Review Reports
- Alaa Aldein M. S. Ibrahim1,*,
- Mfanasibili Nkonyane2 and
- Mlondi Ngcobo2
- et al.
Reviewer 1: Anonymous Reviewer 2: Anonymous Reviewer 3: Anonymous Reviewer 4: Anonymous
Round 1
Reviewer 1 Report
Comments and Suggestions for Authors
This manuscript, titled "Data-Driven Machine Learning Models for E. coli Concentrations Prediction," has several areas for improvement in terms of structure, format, language, and academic rigor.
1. The last sentence of the abstract, "These findings highlight…," is slightly repetitive and should be merged with or simplified from the preceding text.
2. The keyword "E. coli" should be changed to "E. coli" (with a space) to conform to naming conventions.
3. The citation format in line 40 is inconsistent; for example, "Gupta et al [6]" should be changed to "Gupta et al. [6]".
4. In line 39, the citation numbers in "[8, 9, 11-21]" are not consecutive and are missing "[10]," requiring verification of the bibliography.
5. In line 82, "ROC values exceeding 85%" does not specify whether it refers to AUC-ROC or other indicators; this needs clarification. 6. Line 83: The description of “Nafsin et al. [31]” is too brief and does not explain its research conclusions. It is recommended to add a summary sentence.
7. Inconsistent variable symbols in formula (1): The formula uses uppercase Xij, but it is written as lowercase xij in the text. This should be consistent.
8. Inconsistent citation symbols in many places, such as “[36]” and “[39]”, need to be consistent with the same format.
9. Missing formula numbers. It is recommended to number each important formula and cite it in the text.
10. “X” in the formula on page 10 should be bold, but its dimension is not explained in the context. It is recommended to add it.
11. The unit of “Fluoride” in Table 2 is “mg/L”, but the mean is 100.644, which is much higher than the common drinking water standard. Is the unit incorrect? It needs to be checked.
12. The “P-Value” column in Table 3 should use scientific notation or a unified decimal place. The current format is inconsistent. 13. The range and values of the "Relative importance" axis in Figure 4 do not match; adjustment is recommended.
14. The MAE of KNN in Table 4 is 0.0585, but the E. coli concentration unit is MPN/100mL. Has it been standardized? This needs to be explained in the text.

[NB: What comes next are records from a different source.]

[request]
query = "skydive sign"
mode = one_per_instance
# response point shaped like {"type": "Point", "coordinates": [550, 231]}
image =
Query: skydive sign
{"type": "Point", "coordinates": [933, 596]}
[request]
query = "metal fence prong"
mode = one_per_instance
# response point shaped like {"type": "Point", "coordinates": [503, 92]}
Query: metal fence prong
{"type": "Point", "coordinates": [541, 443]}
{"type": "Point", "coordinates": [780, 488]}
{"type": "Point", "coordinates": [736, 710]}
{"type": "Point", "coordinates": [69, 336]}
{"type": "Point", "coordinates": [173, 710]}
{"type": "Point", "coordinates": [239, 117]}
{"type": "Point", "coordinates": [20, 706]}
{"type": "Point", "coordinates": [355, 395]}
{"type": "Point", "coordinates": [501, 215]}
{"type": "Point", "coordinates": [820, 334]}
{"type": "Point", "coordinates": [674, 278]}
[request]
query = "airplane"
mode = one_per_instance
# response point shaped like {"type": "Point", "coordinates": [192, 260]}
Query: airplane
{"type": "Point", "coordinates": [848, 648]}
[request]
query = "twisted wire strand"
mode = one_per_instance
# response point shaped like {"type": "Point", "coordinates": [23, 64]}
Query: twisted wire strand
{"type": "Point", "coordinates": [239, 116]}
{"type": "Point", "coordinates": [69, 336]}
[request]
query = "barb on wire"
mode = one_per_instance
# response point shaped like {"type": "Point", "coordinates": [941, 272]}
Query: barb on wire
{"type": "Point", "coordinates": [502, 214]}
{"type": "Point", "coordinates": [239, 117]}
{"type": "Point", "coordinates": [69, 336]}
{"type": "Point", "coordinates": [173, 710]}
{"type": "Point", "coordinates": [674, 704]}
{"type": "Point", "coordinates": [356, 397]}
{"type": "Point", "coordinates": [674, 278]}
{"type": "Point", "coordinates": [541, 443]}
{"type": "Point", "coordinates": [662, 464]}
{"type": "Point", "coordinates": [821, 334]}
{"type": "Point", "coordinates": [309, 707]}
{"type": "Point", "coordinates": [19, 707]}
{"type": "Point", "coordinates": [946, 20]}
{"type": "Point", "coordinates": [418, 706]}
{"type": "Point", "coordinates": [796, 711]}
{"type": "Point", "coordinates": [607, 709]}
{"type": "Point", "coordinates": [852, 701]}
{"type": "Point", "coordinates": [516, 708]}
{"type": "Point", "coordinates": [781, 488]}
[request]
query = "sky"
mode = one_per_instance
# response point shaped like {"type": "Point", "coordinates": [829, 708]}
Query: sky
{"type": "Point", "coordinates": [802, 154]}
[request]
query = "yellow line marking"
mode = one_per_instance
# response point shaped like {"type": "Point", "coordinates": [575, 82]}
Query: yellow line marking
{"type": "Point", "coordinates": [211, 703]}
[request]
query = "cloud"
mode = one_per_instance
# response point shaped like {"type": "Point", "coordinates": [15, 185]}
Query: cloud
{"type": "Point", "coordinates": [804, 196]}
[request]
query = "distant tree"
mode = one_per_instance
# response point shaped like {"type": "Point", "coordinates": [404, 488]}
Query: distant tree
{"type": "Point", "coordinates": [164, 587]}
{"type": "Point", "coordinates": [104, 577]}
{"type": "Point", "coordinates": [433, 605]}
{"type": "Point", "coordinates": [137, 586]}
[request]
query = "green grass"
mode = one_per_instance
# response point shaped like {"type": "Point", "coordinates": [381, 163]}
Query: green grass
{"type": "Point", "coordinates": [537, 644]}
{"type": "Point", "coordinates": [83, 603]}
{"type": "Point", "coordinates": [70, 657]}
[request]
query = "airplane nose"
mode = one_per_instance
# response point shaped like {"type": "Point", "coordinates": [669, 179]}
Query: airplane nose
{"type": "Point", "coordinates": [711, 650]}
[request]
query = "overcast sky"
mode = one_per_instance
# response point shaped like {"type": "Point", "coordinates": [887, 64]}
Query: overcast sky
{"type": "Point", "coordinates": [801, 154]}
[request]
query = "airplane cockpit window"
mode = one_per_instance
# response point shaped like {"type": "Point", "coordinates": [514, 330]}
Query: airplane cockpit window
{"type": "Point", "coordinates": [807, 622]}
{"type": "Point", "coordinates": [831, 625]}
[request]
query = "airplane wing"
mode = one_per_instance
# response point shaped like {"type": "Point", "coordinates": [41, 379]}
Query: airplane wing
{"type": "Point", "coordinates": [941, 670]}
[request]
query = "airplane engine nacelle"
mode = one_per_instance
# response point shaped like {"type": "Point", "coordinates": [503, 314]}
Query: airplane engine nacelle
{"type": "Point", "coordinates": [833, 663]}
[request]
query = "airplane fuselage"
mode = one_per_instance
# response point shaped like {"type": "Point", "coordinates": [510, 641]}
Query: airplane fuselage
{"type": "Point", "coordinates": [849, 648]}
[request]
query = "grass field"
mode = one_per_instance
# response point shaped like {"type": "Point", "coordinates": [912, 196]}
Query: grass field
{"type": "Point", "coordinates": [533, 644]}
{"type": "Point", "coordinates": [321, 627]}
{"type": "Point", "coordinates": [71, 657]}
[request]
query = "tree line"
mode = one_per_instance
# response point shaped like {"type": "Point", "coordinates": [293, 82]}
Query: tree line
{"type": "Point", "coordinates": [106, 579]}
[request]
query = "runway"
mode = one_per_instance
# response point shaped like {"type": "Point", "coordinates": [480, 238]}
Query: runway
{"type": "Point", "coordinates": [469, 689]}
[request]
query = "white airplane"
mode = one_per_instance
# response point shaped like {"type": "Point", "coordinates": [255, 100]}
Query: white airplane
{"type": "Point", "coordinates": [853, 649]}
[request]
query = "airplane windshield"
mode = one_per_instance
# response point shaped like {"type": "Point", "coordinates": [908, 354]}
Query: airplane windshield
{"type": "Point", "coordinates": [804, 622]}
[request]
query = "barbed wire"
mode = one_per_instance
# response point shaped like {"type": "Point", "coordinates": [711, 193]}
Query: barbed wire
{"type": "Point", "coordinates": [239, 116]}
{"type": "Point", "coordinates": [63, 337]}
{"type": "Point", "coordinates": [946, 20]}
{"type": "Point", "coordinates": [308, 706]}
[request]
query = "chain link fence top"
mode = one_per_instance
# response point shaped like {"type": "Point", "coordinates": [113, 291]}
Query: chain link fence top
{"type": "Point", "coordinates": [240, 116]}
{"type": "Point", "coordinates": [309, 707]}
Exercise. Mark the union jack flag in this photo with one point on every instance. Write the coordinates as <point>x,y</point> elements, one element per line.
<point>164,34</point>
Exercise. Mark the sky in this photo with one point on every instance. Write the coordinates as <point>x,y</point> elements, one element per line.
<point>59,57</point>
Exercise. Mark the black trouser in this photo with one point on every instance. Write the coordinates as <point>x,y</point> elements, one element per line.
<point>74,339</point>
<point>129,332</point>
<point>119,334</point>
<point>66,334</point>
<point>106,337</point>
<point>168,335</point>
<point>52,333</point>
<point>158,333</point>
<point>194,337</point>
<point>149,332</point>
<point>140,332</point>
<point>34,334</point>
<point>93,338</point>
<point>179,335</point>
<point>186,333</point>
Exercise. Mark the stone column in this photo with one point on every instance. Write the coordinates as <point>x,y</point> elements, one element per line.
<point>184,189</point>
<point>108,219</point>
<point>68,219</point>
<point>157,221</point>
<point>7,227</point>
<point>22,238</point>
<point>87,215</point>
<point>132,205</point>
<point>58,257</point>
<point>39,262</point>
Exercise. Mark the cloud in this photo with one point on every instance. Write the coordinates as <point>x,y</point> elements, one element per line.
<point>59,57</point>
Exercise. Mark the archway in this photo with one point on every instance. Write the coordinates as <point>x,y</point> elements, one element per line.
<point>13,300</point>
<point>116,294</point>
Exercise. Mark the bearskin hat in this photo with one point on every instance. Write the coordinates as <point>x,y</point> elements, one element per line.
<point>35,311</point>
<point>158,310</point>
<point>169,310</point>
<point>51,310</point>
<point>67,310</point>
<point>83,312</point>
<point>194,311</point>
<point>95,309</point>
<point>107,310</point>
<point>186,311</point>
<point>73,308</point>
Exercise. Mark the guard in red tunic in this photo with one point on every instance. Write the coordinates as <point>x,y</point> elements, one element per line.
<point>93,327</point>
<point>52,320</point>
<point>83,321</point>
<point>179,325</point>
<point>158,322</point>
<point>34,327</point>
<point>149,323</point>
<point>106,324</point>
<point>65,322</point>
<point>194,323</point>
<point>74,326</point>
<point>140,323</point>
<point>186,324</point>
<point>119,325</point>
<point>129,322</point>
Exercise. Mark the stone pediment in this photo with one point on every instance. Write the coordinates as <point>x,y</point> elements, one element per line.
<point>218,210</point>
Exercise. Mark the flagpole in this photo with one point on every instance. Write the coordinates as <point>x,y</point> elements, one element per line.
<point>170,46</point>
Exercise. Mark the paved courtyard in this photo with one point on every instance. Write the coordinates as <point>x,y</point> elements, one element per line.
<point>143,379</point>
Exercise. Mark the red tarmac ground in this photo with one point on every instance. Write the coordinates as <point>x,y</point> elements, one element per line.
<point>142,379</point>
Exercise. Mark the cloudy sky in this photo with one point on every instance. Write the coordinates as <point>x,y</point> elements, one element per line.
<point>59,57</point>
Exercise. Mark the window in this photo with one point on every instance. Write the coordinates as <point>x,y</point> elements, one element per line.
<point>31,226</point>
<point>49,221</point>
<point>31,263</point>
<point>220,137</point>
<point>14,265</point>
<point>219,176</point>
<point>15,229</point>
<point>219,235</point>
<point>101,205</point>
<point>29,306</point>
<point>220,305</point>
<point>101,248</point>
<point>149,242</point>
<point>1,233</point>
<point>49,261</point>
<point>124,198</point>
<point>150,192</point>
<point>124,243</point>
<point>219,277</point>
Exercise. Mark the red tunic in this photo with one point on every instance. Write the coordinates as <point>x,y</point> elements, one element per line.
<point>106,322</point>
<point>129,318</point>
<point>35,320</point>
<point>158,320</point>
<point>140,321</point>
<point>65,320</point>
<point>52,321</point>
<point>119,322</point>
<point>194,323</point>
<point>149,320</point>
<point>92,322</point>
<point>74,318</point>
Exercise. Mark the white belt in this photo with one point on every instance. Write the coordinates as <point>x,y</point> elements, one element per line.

The explanation of the superior performance of kNN in the text is superficial; a more in-depth analysis combining its "local modeling" characteristics and data features is needed.
15. The "Future Work" section in the conclusion is too general; more specific experimental designs or model improvement directions are recommended.
Author Response
Please see the attachment.
Author Response File: Author Response.pdf
Reviewer 2 Report
Comments and Suggestions for Authors
The topic addressed in the manuscript is relevant and the authors have access to a unique long-term dataset. However, several aspects require clarification and revision before the paper can be considered for publication.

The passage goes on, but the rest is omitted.